On this once-a-year day, I make an elaborate ordeal of visiting a local café that sells individual slices of the most decadent, chocolate-laced cheesecake, costing $10.75 per slice. That one piece sits proudly atop a small china plate like a prized jewel, attracting my total adoration. As with a diamond, I evaluate it for the 4 c’s: cost, creaminess, calories, and cut. Yes, it has all in abundance.
With my husband sitting across from me, I take my knife and cut it into pieces – a few of which I lovingly give him. After all, part of my pleasure will come from giving him pleasure, too. I lift the fork delicately to my coral-painted lips and begin to taste the deliciousness of life. In these moments of bliss, I stretch out pleasure well beyond a mere 2,500 calories. I am grateful that I have prepared myself to maximize, to taste fully and in exquisite balance, the pleasure of this moment. Because eating quickly, mindlessly, and a moment more than enough would undermine the totality of one of my most special earthly pleasures.
Yes, staying in the moment, especially a pandemic moment, takes a certain form of submission and discipline. But it is the wise, loving kind that pays back manifold.

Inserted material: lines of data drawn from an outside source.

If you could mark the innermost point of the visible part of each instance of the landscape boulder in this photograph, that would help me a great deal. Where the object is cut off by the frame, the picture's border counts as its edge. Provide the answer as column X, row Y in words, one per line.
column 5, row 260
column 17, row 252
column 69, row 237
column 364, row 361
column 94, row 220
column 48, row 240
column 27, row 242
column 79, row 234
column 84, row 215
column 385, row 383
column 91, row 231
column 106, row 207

Although patience is not my virtue, I have taught myself to be patient with my cheesecake because it yields a pleasure that I cannot otherwise obtain. This is the cost of pleasure.
Incidentally, if you tell me that being fixated on this particular piece of cheesecake renders me the most physical, hedonistic person, I will argue that it does just the opposite. Staying in a loving relationship with food, and with myself, is one of the most spiritual pursuits I know, Being fully present, in the moment, and knowing how to experience the joy of the physical, to be grateful for it, and to be gently but deeply uplifted by it so that I can move on … that is the essence of pleasure.
While I would not suggest that we unnecessarily mask our usual pleasure routines, I am the fuller for having been redirected by the microscopic Corona to seek pleasure in the areas that typically have been less visible to me. Looking for the smaller pleasures have brought largeness to my life. And as the pandemic takes our leave, I hope the lesson of enjoying small pleasures lingers in my life.